Stets behält Hanna dabei das Wohl der Betroffenen im Auge: Das Geld überweist er den Schleusern erst, wenn die Schutzsuchenden sicher in Deutschland angekommen sind. Doch er selbst wird Opfer des Kampfes gegen die Schleuser. Im Oktober 2011 beginnt die Bundespolizei ihn abzuhören, Ende Januar 2013 wird er in einer spektakulären Aktion vor seinem Haus festgenommen. Der Vorwurf: Beihilfe zur illegalen Einreise in die Bundesrepublik, strafbar gemäß Paragraph 96 Aufenthaltsgesetz. In der Hoffnung auf Strafmilderung gesteht er während des Verfahrens. Trotzdem ergeht ein hartes Urteil: zwei Jahre Haft auf Bewährung und eine Geldstrafe in Höhe von 110.000 Euro. Dass Hanna versucht hat, die Sicherheit der Flüchtenden zu gewährleisten, kommt ihm hierbei nicht zugute, im Gegenteil: Damit sei der Anreiz zu fliehen noch größer geworden, besagen die Unterlagen. Die Urteilsbegründung des Richters liest sich zynisch: Hätte er den Syrern unbedingt helfen wollen, hätte er es ja auf andere Art und Weise tun können. Dennoch wird der Schlag gegen Hanna in der Presse als „Sieg im Kampf gegen die Schleuser“ gefeiert. Wie kann es also sein, dass ein Akt der Menschlichkeit vor dem Strafgericht endet?

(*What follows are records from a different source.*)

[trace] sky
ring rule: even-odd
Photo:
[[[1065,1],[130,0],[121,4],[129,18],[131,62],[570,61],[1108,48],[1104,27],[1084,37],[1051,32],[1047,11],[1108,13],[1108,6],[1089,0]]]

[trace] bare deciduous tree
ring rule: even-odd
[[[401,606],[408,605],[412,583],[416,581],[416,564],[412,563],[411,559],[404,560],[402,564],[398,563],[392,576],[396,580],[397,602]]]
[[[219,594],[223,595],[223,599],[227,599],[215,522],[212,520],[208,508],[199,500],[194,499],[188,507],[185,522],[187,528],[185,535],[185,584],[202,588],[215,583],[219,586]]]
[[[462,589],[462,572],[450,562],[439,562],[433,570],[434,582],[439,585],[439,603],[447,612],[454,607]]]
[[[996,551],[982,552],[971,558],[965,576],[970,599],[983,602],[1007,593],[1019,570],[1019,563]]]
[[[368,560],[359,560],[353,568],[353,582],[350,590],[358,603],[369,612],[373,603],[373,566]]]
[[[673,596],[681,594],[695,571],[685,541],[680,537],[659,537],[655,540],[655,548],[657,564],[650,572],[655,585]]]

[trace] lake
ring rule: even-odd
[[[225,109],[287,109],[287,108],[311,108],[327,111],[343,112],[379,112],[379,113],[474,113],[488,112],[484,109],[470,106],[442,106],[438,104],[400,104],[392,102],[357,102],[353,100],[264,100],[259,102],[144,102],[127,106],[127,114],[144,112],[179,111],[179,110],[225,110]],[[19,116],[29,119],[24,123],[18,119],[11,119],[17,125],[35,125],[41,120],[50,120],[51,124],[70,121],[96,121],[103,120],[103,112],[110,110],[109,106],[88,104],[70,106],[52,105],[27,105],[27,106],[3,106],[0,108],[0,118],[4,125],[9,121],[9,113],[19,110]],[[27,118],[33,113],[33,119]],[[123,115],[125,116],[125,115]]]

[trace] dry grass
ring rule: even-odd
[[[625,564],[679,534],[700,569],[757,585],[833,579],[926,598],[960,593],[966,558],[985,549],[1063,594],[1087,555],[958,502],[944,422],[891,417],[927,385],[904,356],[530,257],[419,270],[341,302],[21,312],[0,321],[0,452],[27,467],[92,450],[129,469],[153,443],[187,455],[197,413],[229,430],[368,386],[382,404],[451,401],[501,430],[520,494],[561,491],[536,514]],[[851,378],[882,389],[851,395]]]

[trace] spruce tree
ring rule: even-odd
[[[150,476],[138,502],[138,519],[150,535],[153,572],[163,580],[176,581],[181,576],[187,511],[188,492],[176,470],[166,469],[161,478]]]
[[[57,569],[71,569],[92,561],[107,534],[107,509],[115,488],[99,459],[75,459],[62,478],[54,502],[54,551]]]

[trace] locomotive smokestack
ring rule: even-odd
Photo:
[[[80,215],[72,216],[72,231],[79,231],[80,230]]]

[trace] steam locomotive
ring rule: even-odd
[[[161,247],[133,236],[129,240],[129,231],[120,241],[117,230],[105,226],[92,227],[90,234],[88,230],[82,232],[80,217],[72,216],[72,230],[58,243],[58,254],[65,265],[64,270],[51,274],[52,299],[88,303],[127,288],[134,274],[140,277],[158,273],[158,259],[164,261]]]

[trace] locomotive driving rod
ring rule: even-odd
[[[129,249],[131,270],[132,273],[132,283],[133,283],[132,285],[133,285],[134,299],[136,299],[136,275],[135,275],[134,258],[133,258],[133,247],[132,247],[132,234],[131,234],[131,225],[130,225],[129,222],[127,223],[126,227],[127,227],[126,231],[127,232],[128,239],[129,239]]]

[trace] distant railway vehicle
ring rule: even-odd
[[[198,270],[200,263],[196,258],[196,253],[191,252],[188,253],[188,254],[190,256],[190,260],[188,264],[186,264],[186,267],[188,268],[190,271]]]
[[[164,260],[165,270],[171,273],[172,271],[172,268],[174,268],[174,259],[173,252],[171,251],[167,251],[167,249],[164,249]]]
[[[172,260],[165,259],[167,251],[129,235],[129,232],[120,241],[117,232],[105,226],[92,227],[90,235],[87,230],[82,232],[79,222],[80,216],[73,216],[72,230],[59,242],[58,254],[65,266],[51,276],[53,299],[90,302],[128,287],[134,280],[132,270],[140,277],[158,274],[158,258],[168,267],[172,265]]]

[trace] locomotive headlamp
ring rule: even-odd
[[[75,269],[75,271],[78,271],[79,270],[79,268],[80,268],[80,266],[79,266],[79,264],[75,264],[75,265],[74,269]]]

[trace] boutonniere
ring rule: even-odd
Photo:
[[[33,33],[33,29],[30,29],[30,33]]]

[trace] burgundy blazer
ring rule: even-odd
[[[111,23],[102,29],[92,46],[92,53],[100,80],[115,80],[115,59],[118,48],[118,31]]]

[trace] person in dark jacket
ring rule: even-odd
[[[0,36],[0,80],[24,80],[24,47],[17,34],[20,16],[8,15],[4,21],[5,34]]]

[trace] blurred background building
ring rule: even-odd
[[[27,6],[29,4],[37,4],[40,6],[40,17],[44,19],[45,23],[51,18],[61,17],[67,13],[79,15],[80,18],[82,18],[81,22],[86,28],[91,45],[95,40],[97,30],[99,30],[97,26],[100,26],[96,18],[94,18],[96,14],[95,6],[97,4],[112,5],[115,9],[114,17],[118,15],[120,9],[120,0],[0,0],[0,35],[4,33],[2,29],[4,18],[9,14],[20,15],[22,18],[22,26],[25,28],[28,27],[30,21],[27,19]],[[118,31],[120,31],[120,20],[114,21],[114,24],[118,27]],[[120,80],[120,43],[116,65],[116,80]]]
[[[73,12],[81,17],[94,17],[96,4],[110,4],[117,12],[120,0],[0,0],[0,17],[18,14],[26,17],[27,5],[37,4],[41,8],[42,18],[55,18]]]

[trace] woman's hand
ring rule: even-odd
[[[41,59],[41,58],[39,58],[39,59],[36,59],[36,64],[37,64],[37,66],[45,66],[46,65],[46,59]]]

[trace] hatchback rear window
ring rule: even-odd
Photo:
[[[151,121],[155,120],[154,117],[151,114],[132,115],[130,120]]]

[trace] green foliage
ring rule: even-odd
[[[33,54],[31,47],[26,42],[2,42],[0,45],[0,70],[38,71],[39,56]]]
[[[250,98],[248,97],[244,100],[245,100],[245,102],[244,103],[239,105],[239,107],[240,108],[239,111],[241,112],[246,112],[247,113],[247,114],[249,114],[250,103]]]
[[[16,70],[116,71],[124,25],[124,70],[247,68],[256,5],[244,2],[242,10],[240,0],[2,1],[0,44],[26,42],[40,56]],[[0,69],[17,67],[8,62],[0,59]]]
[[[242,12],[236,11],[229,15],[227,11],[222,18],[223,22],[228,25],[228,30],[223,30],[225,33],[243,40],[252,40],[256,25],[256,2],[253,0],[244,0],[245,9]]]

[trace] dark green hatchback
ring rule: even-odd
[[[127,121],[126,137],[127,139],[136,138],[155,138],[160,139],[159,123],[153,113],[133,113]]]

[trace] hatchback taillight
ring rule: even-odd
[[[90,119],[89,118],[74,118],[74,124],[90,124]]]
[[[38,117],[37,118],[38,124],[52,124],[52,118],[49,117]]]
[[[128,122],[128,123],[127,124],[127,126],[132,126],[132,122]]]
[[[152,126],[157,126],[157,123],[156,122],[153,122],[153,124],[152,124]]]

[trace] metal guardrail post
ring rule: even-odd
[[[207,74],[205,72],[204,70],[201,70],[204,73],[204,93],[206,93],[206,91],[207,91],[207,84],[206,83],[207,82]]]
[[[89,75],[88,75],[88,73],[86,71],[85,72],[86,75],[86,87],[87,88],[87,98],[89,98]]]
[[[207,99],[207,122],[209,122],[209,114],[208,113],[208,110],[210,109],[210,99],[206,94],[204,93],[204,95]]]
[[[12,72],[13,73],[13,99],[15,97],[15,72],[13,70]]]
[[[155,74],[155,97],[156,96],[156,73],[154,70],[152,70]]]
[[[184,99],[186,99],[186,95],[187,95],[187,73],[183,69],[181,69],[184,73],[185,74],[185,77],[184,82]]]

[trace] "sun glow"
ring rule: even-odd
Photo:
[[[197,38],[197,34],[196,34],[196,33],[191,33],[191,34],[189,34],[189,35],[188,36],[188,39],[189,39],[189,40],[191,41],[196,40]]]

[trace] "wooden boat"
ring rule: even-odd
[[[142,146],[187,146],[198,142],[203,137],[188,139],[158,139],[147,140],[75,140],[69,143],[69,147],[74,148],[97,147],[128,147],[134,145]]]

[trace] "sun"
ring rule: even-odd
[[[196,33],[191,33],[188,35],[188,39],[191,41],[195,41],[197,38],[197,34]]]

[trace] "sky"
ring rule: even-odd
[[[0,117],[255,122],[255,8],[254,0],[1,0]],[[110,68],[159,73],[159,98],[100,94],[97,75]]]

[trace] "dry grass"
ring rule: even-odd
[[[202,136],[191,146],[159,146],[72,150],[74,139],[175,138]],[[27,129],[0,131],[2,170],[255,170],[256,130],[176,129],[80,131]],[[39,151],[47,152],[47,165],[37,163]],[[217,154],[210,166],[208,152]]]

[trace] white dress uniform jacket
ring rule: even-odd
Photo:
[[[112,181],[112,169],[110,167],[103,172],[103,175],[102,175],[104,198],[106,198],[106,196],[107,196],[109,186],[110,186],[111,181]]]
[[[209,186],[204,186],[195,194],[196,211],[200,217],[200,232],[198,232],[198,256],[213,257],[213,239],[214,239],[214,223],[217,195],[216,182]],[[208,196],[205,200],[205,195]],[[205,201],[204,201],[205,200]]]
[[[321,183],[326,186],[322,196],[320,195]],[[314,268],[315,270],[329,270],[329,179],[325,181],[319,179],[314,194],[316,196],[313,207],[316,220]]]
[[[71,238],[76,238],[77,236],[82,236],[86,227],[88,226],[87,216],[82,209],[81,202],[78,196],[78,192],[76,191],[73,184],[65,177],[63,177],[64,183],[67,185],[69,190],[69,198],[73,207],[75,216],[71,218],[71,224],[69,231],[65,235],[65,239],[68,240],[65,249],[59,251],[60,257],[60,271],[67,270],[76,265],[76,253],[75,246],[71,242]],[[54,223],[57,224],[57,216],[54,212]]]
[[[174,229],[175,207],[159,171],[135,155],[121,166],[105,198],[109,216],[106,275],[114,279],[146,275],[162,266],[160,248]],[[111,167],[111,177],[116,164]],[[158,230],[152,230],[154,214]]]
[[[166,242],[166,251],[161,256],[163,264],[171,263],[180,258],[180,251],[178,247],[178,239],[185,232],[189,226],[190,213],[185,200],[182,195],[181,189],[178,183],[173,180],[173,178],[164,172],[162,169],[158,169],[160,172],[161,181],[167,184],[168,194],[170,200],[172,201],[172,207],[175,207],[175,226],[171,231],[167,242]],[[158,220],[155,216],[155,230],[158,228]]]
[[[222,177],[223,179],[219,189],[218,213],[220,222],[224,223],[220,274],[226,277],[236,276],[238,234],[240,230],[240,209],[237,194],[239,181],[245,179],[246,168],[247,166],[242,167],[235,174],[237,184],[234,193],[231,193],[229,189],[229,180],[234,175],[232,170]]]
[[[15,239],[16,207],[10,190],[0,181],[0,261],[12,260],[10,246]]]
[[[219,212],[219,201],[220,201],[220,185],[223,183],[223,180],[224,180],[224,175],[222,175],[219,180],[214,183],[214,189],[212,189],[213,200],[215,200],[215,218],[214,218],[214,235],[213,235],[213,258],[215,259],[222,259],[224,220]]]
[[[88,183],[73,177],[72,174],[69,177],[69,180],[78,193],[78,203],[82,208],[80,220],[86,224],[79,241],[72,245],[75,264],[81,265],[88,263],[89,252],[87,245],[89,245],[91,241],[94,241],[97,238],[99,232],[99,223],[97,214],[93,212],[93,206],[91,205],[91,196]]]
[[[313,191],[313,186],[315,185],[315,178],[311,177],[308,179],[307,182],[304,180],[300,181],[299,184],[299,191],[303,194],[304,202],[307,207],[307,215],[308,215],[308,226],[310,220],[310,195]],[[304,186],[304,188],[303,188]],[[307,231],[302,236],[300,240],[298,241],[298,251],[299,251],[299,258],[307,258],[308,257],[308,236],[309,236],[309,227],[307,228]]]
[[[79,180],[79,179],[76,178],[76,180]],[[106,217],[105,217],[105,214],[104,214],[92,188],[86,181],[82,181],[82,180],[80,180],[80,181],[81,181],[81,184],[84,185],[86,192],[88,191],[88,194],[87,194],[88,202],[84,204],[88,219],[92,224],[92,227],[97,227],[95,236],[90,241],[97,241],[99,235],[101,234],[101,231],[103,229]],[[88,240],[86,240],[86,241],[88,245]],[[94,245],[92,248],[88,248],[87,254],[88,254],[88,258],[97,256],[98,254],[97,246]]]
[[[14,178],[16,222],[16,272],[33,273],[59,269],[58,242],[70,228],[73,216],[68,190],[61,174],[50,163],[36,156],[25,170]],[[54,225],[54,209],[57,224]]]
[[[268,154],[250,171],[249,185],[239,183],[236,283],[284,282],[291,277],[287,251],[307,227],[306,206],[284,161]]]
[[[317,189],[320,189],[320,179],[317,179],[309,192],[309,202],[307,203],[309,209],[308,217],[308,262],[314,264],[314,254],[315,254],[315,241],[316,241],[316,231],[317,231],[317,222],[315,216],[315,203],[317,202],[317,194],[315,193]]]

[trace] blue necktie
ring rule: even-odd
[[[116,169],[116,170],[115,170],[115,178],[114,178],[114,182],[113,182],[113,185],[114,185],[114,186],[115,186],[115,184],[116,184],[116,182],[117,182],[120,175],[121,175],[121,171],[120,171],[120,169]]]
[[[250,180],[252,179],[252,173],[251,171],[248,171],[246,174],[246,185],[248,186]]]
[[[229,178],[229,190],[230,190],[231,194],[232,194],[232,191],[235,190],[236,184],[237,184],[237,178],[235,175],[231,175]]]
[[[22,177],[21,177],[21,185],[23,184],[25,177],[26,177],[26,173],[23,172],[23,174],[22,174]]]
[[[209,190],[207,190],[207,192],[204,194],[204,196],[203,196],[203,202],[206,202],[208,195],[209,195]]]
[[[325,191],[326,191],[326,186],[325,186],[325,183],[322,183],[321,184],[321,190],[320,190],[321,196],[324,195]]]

Stefan Buchen hat Hanna auf seinem Weg begleitet und die Geschichte anschließend verschriftlicht. In Die neuen Staatsfeinde stellt der Journalist des ARD-Magazins „Panorama“ eindringlich dar, wie unter der Vorgabe, einen Kampf gegen Schleuser zu führen, auch Fluchthelfer belangt werden, die an der Hilfe kaum etwas verdient haben – wie Hanna. Zwar hat der Ingenieur vier Prozent jeder Überweisung als „Gebühr“ einbehalten – diese teilte er jedoch mit seinem Bruder, der die Auszahlungen in Syrien vornahm.
Das Urteil erging im Dezember 2013, lange bevor die Not abertausender Flüchtlinge im Sommer 2015 in den Fokus medialer Berichterstattung geriet. Im Zuge der erschreckenden Bilder von zusammengepferchten Menschen in Ungarn riefen Menschenrechtsorganisationen auch Privatpersonen dazu auf, Flüchtlinge im Auto über die Grenze nach Deutschland zu bringen. Wie Hanna haben sie sich strafbar gemacht – und diese Absurdität führt Buchen vor.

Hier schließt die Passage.